# Ford 4000 chassis - 14?



## JRS (Jan 17, 2015)

I recently bought a Ford 4000. I was able to decode most of the serial number except the Chassis number. It is stamped lighter than the other two lines but I am sure it is D1424C. So it is a Ford 4000 gasoline, Independent 540 PTO 8 speed trans.
What is the 14 for Chassis? All the sites I found have chassis numbers 10-13 and pick back up at 20, 30, 31... It was manufactured Oct 25, 1972 (2K25B). Sorry for the bad picture, but the first 3 characters are visible. Any help would be appreciated.


----------



## pogobill (Jan 31, 2012)

That sure is a tough one! Can't figure it out. I did manage to find this....
https://archive.org/stream/tractors...000-Operators-Service-Manual#page/n0/mode/2up

I wonder if you have anything like this yet?


----------



## BigT (Sep 15, 2014)

Hello JRS,

Welcome aboard the Ford/New Holland Tractor Forum.
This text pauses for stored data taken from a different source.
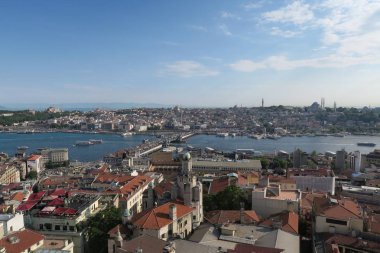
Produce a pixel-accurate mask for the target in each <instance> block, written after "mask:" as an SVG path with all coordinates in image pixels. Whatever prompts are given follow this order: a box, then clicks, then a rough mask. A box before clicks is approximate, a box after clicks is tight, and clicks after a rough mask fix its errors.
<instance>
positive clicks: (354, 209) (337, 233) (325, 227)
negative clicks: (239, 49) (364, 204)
mask: <svg viewBox="0 0 380 253" xmlns="http://www.w3.org/2000/svg"><path fill="white" fill-rule="evenodd" d="M313 213H314V215H315V224H314V228H315V232H316V233H323V232H327V233H332V234H335V233H337V234H350V235H351V234H355V233H356V232H363V213H362V210H361V208H360V207H359V205H358V204H357V203H356V202H355V201H353V200H352V199H349V198H342V199H340V200H337V199H333V198H329V197H321V198H314V203H313Z"/></svg>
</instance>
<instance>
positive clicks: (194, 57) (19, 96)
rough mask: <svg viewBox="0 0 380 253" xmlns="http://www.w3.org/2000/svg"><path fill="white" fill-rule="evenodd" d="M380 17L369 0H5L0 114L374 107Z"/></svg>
mask: <svg viewBox="0 0 380 253" xmlns="http://www.w3.org/2000/svg"><path fill="white" fill-rule="evenodd" d="M379 10H380V2H379V1H368V0H367V1H366V0H352V1H347V0H330V1H329V0H323V1H211V0H210V1H199V0H198V1H186V2H185V1H112V2H111V3H110V2H104V1H79V2H78V1H39V2H38V4H37V3H36V2H34V1H2V2H0V33H1V42H0V45H1V47H0V55H1V56H0V57H1V61H0V69H1V70H0V82H1V93H0V101H1V103H0V106H5V107H6V105H7V104H15V103H26V104H28V103H29V104H32V103H46V104H62V103H79V102H81V103H113V102H120V103H124V102H125V103H157V104H163V105H181V106H233V105H243V106H259V105H261V98H262V97H264V98H265V104H266V105H280V104H283V105H310V104H311V103H312V102H313V101H319V100H320V98H321V97H324V98H325V99H326V106H329V107H332V106H333V103H334V101H336V102H337V104H338V106H369V105H370V106H380V104H379V100H378V97H379V95H380V85H379V80H380V71H378V69H379V63H380V43H379V42H380V25H379V24H380V15H379ZM11 95H12V96H11Z"/></svg>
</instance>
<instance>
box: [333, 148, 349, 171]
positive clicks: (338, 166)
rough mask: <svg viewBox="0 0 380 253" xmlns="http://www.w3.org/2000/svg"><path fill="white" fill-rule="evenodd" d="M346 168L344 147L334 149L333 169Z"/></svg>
mask: <svg viewBox="0 0 380 253" xmlns="http://www.w3.org/2000/svg"><path fill="white" fill-rule="evenodd" d="M345 168H346V151H345V150H344V149H342V150H338V151H336V157H335V169H337V170H344V169H345Z"/></svg>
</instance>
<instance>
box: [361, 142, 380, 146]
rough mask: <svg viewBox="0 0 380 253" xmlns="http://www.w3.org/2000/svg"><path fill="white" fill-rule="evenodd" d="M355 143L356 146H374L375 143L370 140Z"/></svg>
mask: <svg viewBox="0 0 380 253" xmlns="http://www.w3.org/2000/svg"><path fill="white" fill-rule="evenodd" d="M357 145H358V146H365V147H374V146H376V144H375V143H372V142H358V143H357Z"/></svg>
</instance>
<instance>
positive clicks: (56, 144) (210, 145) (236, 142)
mask: <svg viewBox="0 0 380 253" xmlns="http://www.w3.org/2000/svg"><path fill="white" fill-rule="evenodd" d="M89 139H102V140H103V143H102V144H96V145H91V146H84V147H75V146H73V145H74V144H75V143H76V142H77V141H87V140H89ZM144 139H150V140H153V139H155V137H153V136H150V135H133V136H130V137H126V138H124V137H122V136H120V135H112V134H75V133H39V134H10V133H0V152H5V153H8V154H9V155H13V154H14V153H15V152H16V149H17V147H19V146H28V147H29V149H28V151H27V152H28V153H31V152H34V151H37V149H38V148H42V147H49V148H68V149H69V157H70V160H78V161H96V160H101V159H102V158H103V156H104V155H107V154H110V153H113V152H115V151H117V150H120V149H123V148H129V147H133V146H137V145H138V144H140V143H142V141H143V140H144ZM358 142H373V143H376V147H377V148H380V137H373V136H346V137H344V138H341V137H333V136H328V137H284V138H281V139H279V140H270V139H262V140H255V139H252V138H248V137H244V136H243V137H241V136H236V137H226V138H221V137H216V136H214V135H196V136H193V137H191V138H190V139H188V140H187V143H186V144H184V146H186V145H191V146H193V147H197V148H205V147H211V148H214V149H217V150H222V151H226V152H228V151H234V150H236V149H238V148H243V149H255V150H256V151H260V152H263V153H273V152H274V151H275V150H284V151H287V152H289V153H290V152H293V151H294V150H295V149H296V148H300V149H302V150H303V151H306V152H309V153H310V152H312V151H314V150H315V151H317V152H321V153H324V152H325V151H333V152H336V151H337V150H341V149H343V148H344V149H345V150H346V151H348V152H351V151H356V150H359V151H361V152H362V153H363V154H367V153H369V152H371V151H373V150H374V148H376V147H362V146H360V147H359V146H357V145H356V144H357V143H358Z"/></svg>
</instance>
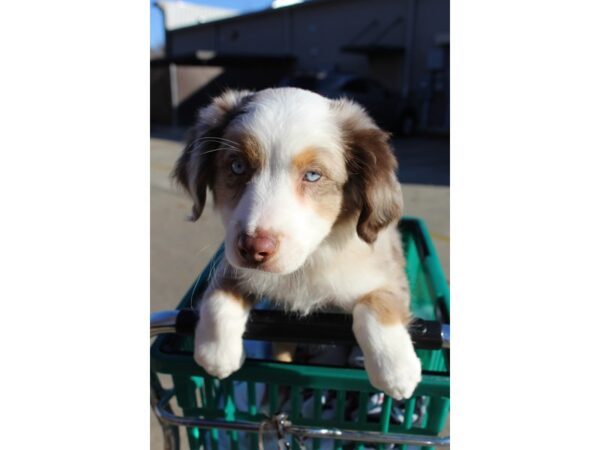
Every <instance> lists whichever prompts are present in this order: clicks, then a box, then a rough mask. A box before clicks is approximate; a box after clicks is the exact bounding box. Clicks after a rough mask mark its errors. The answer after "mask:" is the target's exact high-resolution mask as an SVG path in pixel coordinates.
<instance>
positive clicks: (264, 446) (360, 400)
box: [151, 218, 450, 450]
mask: <svg viewBox="0 0 600 450" xmlns="http://www.w3.org/2000/svg"><path fill="white" fill-rule="evenodd" d="M399 230H400V232H401V235H402V242H403V246H404V251H405V256H406V262H407V264H406V272H407V276H408V280H409V284H410V290H411V302H412V304H411V308H412V311H413V313H414V315H415V317H418V318H419V319H418V320H416V321H415V324H414V325H413V327H412V329H411V336H412V337H413V341H414V342H415V347H416V348H417V355H418V356H419V358H420V359H421V364H422V368H423V376H422V381H421V383H420V384H419V385H418V386H417V388H416V390H415V393H414V394H413V396H412V398H410V399H407V400H405V401H402V402H397V401H394V400H393V399H391V398H390V397H388V396H385V395H383V394H382V393H380V392H378V391H377V389H375V388H374V387H373V386H372V385H371V384H370V383H369V380H368V377H367V374H366V372H365V371H364V369H361V368H356V367H332V366H323V365H309V364H299V363H295V362H294V363H281V362H274V361H270V360H266V359H260V360H259V359H251V358H248V359H247V360H246V361H245V363H244V365H243V367H242V368H241V369H240V370H238V371H237V372H235V373H234V374H232V375H231V376H229V377H228V378H227V379H225V380H218V379H216V378H214V377H212V376H210V375H208V374H207V373H206V372H205V371H204V370H203V369H202V368H201V367H199V366H198V365H197V364H196V363H195V362H194V360H193V358H192V351H193V337H192V334H193V329H194V325H195V322H196V320H197V317H196V315H195V313H193V312H192V311H191V310H189V309H188V308H189V306H190V305H192V304H194V302H196V301H197V299H199V298H201V296H202V292H203V291H204V289H205V288H206V286H207V283H208V281H209V277H210V276H211V273H212V269H213V266H214V264H216V260H217V259H218V258H219V257H220V256H221V255H219V252H218V253H217V254H216V255H215V257H213V260H212V261H211V262H210V263H209V264H208V266H207V267H206V269H205V270H204V271H203V272H202V274H201V275H200V276H199V278H198V280H196V282H195V283H194V284H193V285H192V287H191V288H190V290H189V291H188V293H187V294H186V295H185V296H184V298H183V300H182V301H181V303H180V304H179V306H178V310H177V311H164V312H161V313H155V314H153V315H152V318H151V334H152V335H159V334H160V336H158V337H157V339H156V340H155V342H154V343H153V344H152V346H151V398H152V406H153V409H154V411H155V413H156V415H157V417H158V418H159V421H160V422H161V425H162V427H163V432H164V437H165V449H169V450H176V449H178V448H179V443H180V437H179V434H178V428H177V426H184V427H186V431H187V433H186V434H187V439H188V442H189V447H190V449H192V450H197V449H201V448H203V449H210V450H217V449H231V450H238V449H240V450H245V449H253V450H258V449H261V448H273V447H272V446H271V447H269V446H268V445H267V444H269V443H271V445H273V443H275V442H277V444H278V447H275V448H293V449H298V450H300V449H302V448H306V449H309V448H310V449H315V450H317V449H329V448H331V449H334V448H335V449H350V448H357V449H368V448H379V449H384V448H386V449H387V448H403V449H414V448H434V447H437V446H448V445H449V443H450V439H449V437H440V436H439V434H440V433H441V432H442V430H443V428H444V426H445V423H446V419H447V416H448V413H449V408H450V371H449V358H450V350H449V334H450V326H449V322H450V320H449V319H450V297H449V289H448V285H447V283H446V280H445V277H444V274H443V271H442V268H441V266H440V263H439V260H438V257H437V254H436V252H435V249H434V247H433V244H432V242H431V238H430V236H429V233H428V231H427V228H426V226H425V224H424V223H423V221H421V220H419V219H416V218H404V219H403V220H402V221H401V223H400V225H399ZM192 297H193V298H192ZM308 326H310V328H309V329H310V330H311V332H310V335H307V333H306V329H307V328H306V327H308ZM244 338H245V339H247V340H259V341H266V340H269V341H287V342H289V341H290V340H291V339H295V340H299V341H300V342H305V343H307V342H308V343H311V342H312V343H315V342H318V343H321V344H330V345H331V344H336V345H352V344H355V340H354V338H353V336H352V331H351V316H349V315H343V314H327V313H319V314H313V315H311V316H309V317H308V318H302V319H301V318H298V317H295V316H291V315H286V314H284V313H281V312H278V311H253V312H252V313H251V316H250V319H249V322H248V326H247V329H246V333H245V334H244ZM158 374H164V375H168V376H170V377H171V379H172V384H173V388H172V389H169V390H167V389H165V388H163V386H162V385H161V383H160V381H159V377H158ZM172 398H175V400H176V402H177V405H178V406H179V407H180V408H181V410H182V412H183V415H182V416H176V415H175V414H173V412H172V409H171V407H170V403H169V402H170V400H171V399H172ZM273 436H274V437H275V439H273ZM290 437H291V439H290Z"/></svg>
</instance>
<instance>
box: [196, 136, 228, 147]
mask: <svg viewBox="0 0 600 450" xmlns="http://www.w3.org/2000/svg"><path fill="white" fill-rule="evenodd" d="M195 139H197V140H199V141H200V140H207V141H223V142H228V143H230V144H233V145H235V146H237V145H238V143H237V142H235V141H232V140H230V139H225V138H222V137H217V136H198V137H197V138H195Z"/></svg>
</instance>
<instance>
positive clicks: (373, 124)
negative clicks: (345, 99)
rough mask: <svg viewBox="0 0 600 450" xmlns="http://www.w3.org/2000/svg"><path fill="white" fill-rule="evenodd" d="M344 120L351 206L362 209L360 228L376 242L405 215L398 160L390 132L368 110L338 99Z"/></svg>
mask: <svg viewBox="0 0 600 450" xmlns="http://www.w3.org/2000/svg"><path fill="white" fill-rule="evenodd" d="M334 107H335V108H336V109H337V112H338V113H339V114H338V116H339V118H340V119H341V120H342V133H343V136H344V141H345V144H346V161H347V168H348V181H347V183H346V187H345V193H344V194H345V196H346V198H347V204H348V208H352V209H355V210H356V209H358V210H359V211H360V213H359V216H358V223H357V226H356V231H357V233H358V235H359V236H360V238H361V239H363V240H364V241H365V242H368V243H372V242H374V241H375V239H377V234H378V233H379V231H381V230H382V229H383V228H385V227H387V226H388V225H390V224H392V223H396V222H397V221H398V220H399V219H400V216H401V215H402V206H403V205H402V191H401V188H400V183H399V182H398V180H397V179H396V168H397V166H398V163H397V161H396V157H395V156H394V153H393V151H392V148H391V147H390V145H389V138H390V135H389V134H388V133H386V132H384V131H382V130H381V129H379V128H378V127H377V126H376V125H375V123H374V122H373V121H372V120H371V118H370V117H369V116H368V115H367V114H366V112H365V111H364V110H363V109H362V108H360V107H359V106H358V105H356V104H354V103H352V102H350V101H348V100H344V99H343V100H338V101H336V102H334Z"/></svg>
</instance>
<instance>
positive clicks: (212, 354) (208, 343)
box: [194, 339, 245, 379]
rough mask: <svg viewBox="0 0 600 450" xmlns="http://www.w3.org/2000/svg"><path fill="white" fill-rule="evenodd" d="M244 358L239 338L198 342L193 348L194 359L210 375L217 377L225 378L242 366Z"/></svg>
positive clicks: (223, 339)
mask: <svg viewBox="0 0 600 450" xmlns="http://www.w3.org/2000/svg"><path fill="white" fill-rule="evenodd" d="M244 358H245V355H244V348H243V344H242V340H241V339H221V340H219V341H213V342H205V343H198V344H197V345H196V348H195V350H194V360H195V361H196V362H197V363H198V364H199V365H200V366H202V367H203V368H204V370H206V371H207V372H208V373H209V374H210V375H212V376H214V377H217V378H219V379H222V378H227V377H228V376H229V375H231V374H232V373H233V372H235V371H236V370H238V369H239V368H240V367H242V364H243V363H244Z"/></svg>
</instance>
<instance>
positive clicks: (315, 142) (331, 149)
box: [232, 88, 343, 168]
mask: <svg viewBox="0 0 600 450" xmlns="http://www.w3.org/2000/svg"><path fill="white" fill-rule="evenodd" d="M246 111H247V112H246V113H245V114H243V115H242V116H240V117H239V120H236V121H235V123H233V124H232V129H235V130H236V131H243V132H245V133H248V134H251V135H252V136H253V137H254V138H255V139H256V141H257V143H258V144H259V146H260V148H261V151H264V152H266V153H267V160H268V163H269V164H270V165H271V166H272V167H274V168H278V167H281V166H283V167H286V168H287V166H288V165H289V164H290V163H291V158H293V156H294V155H295V154H297V153H299V152H301V151H302V150H304V149H305V148H306V147H308V146H311V145H312V146H319V147H320V148H324V149H328V150H329V149H331V151H336V152H340V153H341V152H342V151H343V149H342V147H341V142H342V140H341V131H340V129H339V127H338V125H337V123H336V121H335V117H334V114H333V113H332V110H331V104H330V100H328V99H326V98H324V97H322V96H320V95H318V94H315V93H314V92H310V91H305V90H303V89H297V88H283V89H267V90H264V91H260V92H258V93H256V94H255V95H254V97H253V98H252V100H251V101H250V102H249V103H248V105H247V106H246Z"/></svg>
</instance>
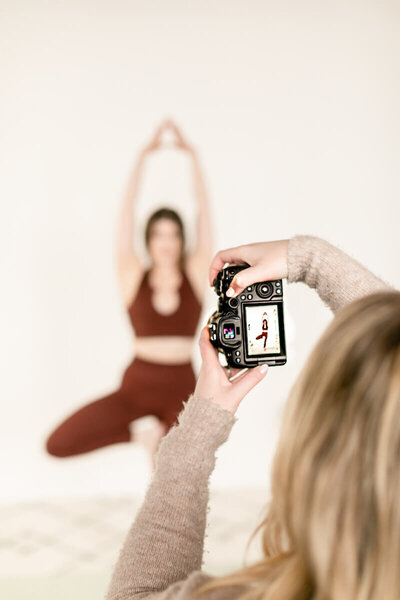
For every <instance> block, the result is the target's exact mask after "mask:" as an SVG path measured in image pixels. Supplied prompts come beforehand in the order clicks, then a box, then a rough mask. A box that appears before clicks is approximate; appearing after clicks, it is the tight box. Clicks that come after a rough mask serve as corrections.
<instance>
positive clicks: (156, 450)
mask: <svg viewBox="0 0 400 600" xmlns="http://www.w3.org/2000/svg"><path fill="white" fill-rule="evenodd" d="M130 429H131V434H132V441H134V442H138V443H139V444H142V446H144V447H145V448H146V450H147V451H148V453H149V454H150V459H151V464H152V468H153V470H154V469H155V467H156V454H157V450H158V446H159V445H160V442H161V440H162V438H163V437H164V435H165V434H166V431H167V426H166V425H165V424H164V423H162V422H161V421H160V420H159V419H157V418H154V420H152V422H151V424H149V423H146V424H144V423H136V422H135V421H134V422H133V423H131V425H130Z"/></svg>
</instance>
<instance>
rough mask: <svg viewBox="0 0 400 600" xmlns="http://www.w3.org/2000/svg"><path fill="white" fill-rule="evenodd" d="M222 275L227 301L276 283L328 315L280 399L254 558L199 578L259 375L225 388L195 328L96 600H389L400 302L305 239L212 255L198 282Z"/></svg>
mask: <svg viewBox="0 0 400 600" xmlns="http://www.w3.org/2000/svg"><path fill="white" fill-rule="evenodd" d="M225 262H230V263H233V264H238V263H239V264H243V263H248V264H249V265H250V268H248V269H245V270H243V271H241V272H240V273H239V274H238V275H237V276H236V277H235V279H234V280H233V282H232V283H233V285H232V293H233V294H234V295H235V294H237V293H240V292H241V290H243V288H245V287H246V286H248V285H252V284H254V283H255V282H257V281H265V280H268V279H270V280H272V279H280V278H287V279H288V282H289V283H291V282H296V281H302V282H304V283H306V284H308V285H309V286H310V287H312V288H315V289H316V290H317V292H318V294H319V296H320V297H321V298H322V300H323V301H324V302H326V303H327V305H328V306H329V307H330V308H331V309H332V311H333V312H334V313H336V315H335V318H334V319H333V321H332V323H331V324H330V325H329V326H328V328H327V329H326V331H325V332H324V333H323V335H322V337H321V339H320V340H319V342H318V343H317V345H316V347H315V348H314V350H313V351H312V353H311V356H310V357H309V359H308V361H307V363H306V365H305V367H304V368H303V370H302V372H301V373H300V376H299V378H298V380H297V381H296V382H295V384H294V387H293V388H292V390H291V392H290V396H289V400H288V403H287V406H286V410H285V414H284V416H283V422H282V429H281V434H280V440H279V443H278V449H277V453H276V456H275V459H274V464H273V472H272V486H271V499H270V501H269V502H268V506H267V509H266V515H265V518H264V519H263V520H262V522H261V523H260V525H259V527H258V528H257V529H256V531H255V533H257V532H261V557H260V558H259V560H257V561H256V562H255V563H254V564H251V565H245V566H244V567H243V568H241V569H239V570H238V571H236V572H234V573H231V574H228V575H224V576H222V577H218V576H212V575H210V574H208V573H206V572H204V571H202V570H201V566H202V562H203V547H204V534H205V527H206V522H207V504H208V485H209V479H210V476H211V473H212V471H213V469H214V466H215V460H216V456H215V455H216V451H217V450H218V448H219V447H220V446H221V444H223V443H224V442H226V441H227V439H228V437H229V434H230V432H231V429H232V427H233V425H234V423H235V421H236V420H237V417H236V416H235V413H236V411H237V408H238V407H239V405H240V403H241V402H242V400H243V398H244V397H245V395H246V394H247V393H248V392H249V391H250V390H251V389H252V388H253V387H254V386H255V385H256V384H257V383H258V382H260V381H261V380H262V379H263V377H264V376H265V373H266V370H267V366H266V365H262V366H260V367H257V368H253V369H249V370H248V371H247V372H246V373H243V374H236V377H235V379H234V380H230V379H229V378H228V376H227V373H226V371H225V370H224V369H223V368H222V367H221V365H220V363H219V361H218V359H217V356H216V352H215V350H214V348H213V347H212V346H211V344H210V341H209V339H208V332H207V330H206V329H204V330H203V333H202V336H201V340H200V348H201V352H202V357H203V365H202V368H201V370H200V375H199V379H198V382H197V386H196V389H195V393H194V395H192V396H191V397H190V398H189V400H188V401H187V403H186V404H185V407H184V409H183V411H182V413H181V415H179V425H178V426H177V427H176V428H174V429H173V430H172V431H170V432H169V434H168V435H167V436H166V437H165V438H164V440H163V441H162V444H161V446H160V449H159V452H158V454H157V469H156V471H155V473H154V476H153V480H152V482H151V485H150V487H149V489H148V491H147V494H146V497H145V499H144V502H143V504H142V506H141V509H140V512H139V514H138V515H137V517H136V520H135V522H134V524H133V526H132V527H131V528H130V531H129V533H128V536H127V538H126V541H125V544H124V547H123V550H122V552H121V555H120V558H119V561H118V563H117V566H116V569H115V571H114V575H113V578H112V581H111V585H110V588H109V591H108V595H107V600H122V599H123V600H135V599H137V600H139V598H140V599H143V598H146V600H169V599H172V598H173V599H174V600H189V599H198V600H201V599H202V598H207V599H209V600H232V599H235V600H239V599H240V600H382V599H384V600H398V599H399V598H400V570H399V562H400V541H399V540H400V503H399V496H400V469H399V457H400V293H399V292H398V291H395V290H393V288H391V287H390V286H389V285H388V284H386V283H385V282H384V281H382V280H381V279H379V278H378V277H376V276H375V275H373V274H372V273H370V272H369V271H368V270H367V269H366V268H365V267H363V266H362V265H361V264H359V263H358V262H357V261H355V260H354V259H353V258H351V257H350V256H347V255H346V254H345V253H344V252H342V251H340V250H339V249H338V248H335V247H334V246H332V245H331V244H329V243H328V242H326V241H325V240H322V239H320V238H316V237H313V236H295V237H294V238H291V239H290V240H279V241H276V242H266V243H263V244H252V245H249V246H241V247H239V248H233V249H230V250H226V251H224V252H221V253H219V254H218V255H217V257H216V259H215V260H214V262H213V264H212V268H211V272H210V282H211V281H212V280H213V278H214V276H215V273H216V272H218V271H219V269H220V268H221V266H222V265H223V264H224V263H225ZM310 319H312V315H310ZM266 397H268V392H267V391H266ZM238 476H240V473H239V474H238ZM263 484H264V482H263ZM227 543H229V540H228V541H227Z"/></svg>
The "14" code stands for *Special utility (SU)*. So, you have a 4000SU model tractor. 

Tractordata.com comment: "The Ford 4000SU - Special Utility - used the engine from a Ford 4000 fit into a smaller chassis using components from the Ford 3000." 

You can check this out readily on the internet.


----------



## Ultradog (Feb 27, 2005)

BigT said:


> "The Ford 4000SU - Special Utility - used the engine from a Ford 4000 fit into a smaller chassis using components from the Ford 3000."
> .


Mostly correct but not quite.
The SU models were entirely a 4000 with the exception of the front axle and steering which was the same as a 3000.
Dractor Data is a good general guide but does have many flaws.
Ford did build a tractor like that though.
The 4110 was an LCG model (low center of gravity) which had a 4000 engine in a 3000 chassis.


----------



## JRS (Jan 17, 2015)

Awesome, thank you guys very much!!!!


----------



## Hacke (Feb 22, 2011)

When you are looking for parts, remember that a Ford 4000 SU is a 4140:
(4140) - 3 CYL SPECIAL UTILITY TRACTOR (1/65-12/74)

Some facts:
http://www.ntractorclub.com/forums/manuals/messages/6231.html


----------